In C it has in many year been the common way to write argument-free functions as fun(). It should however be you go-to naming scheme to write fun(void) instead.

Why? Because the assembly created from the two is actually not identical. In at least x86_64 you will see that fun() actually takes up one more operation = 2bytes more per function.

To explain it, try to look at this perfectly valid piece of C code:

int fun();
int fun(int foobar){
    return 0;

This is valid because fun() simply means “no info about the arguments given except that they are not variadic”. Take this in contrast to fun(void) where you tell it that there will be no arguments at all.

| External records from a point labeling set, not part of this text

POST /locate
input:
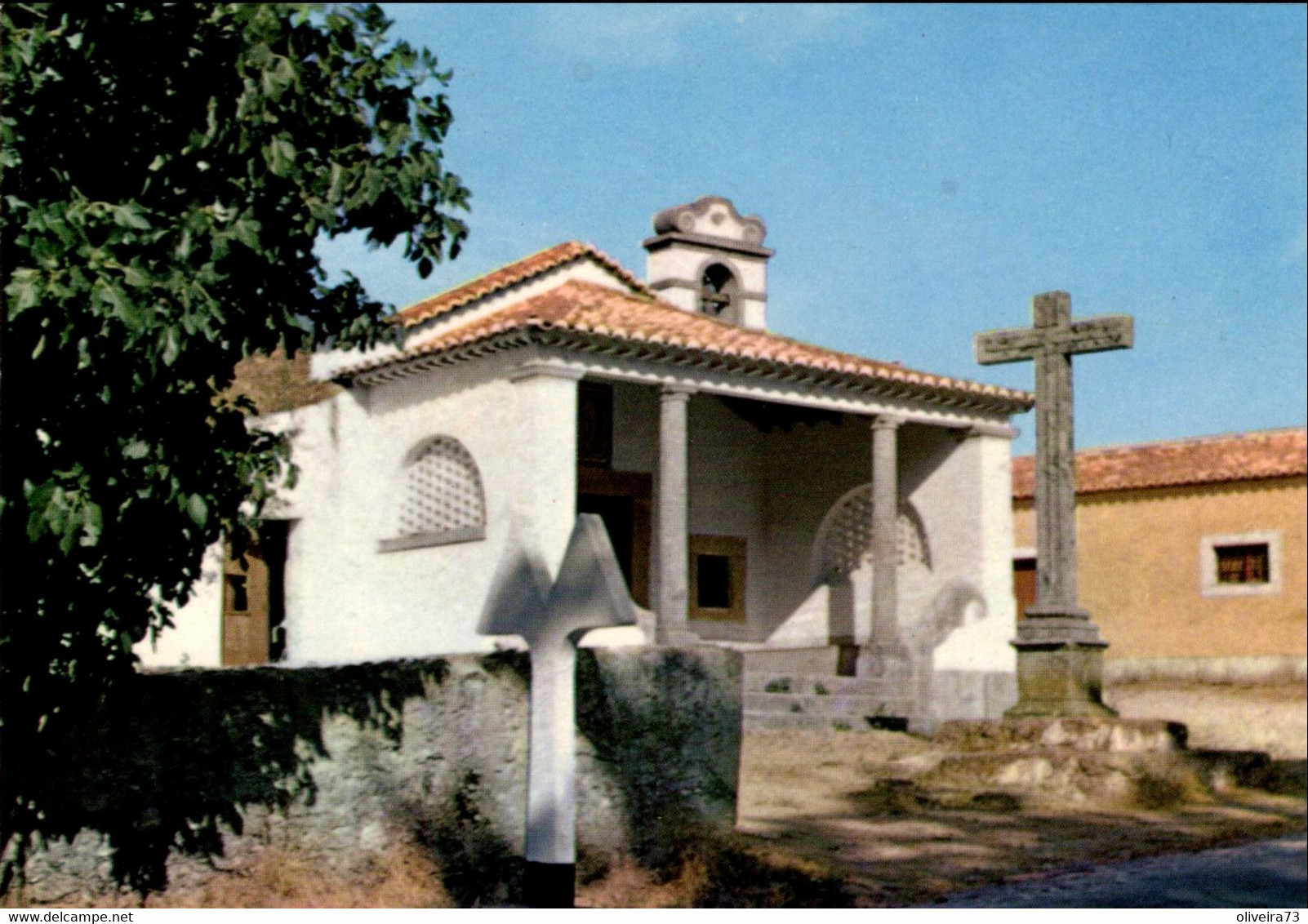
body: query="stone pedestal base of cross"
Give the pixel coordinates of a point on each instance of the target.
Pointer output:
(1060, 652)
(589, 593)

Check this example for why it fills more in assembly:

int funA();
int funB(void)
int funC(){
    return 0;

Here you can look at the difference between when funA() and funB() are called. So in the following assembly code check out the line that suddenly precedes the funA() call.

  pushq %rax        <-- stack realignment for callq
  xorl %eax, %eax   <-- %al is set to zero with eax^eax
  callq funA        <-- call funA
  callq funB        <--- notice that %al was not zeroed this time 
  xorl %eax, %eax   <--- set return to zero
  popq %rcx

So not setting the args to void means that we need to zero eax before the call of funA every time. xorl %eax, %eax is the generic x86_64 instruction to zero a variable length register. It might not be heavy on the system but in terms micro-optimizations this is a fair point.

So to make sure you use funA(void) next time, remember to use the compiler arguement -Wstrict-prototypes. This will give a warning if you are not clear about your arguments (as in funA() ) and so you will be forced to learn.

Do note that this is only a problem in C and not C++ as C++ actually interprets funA() as “function taking no arguments”.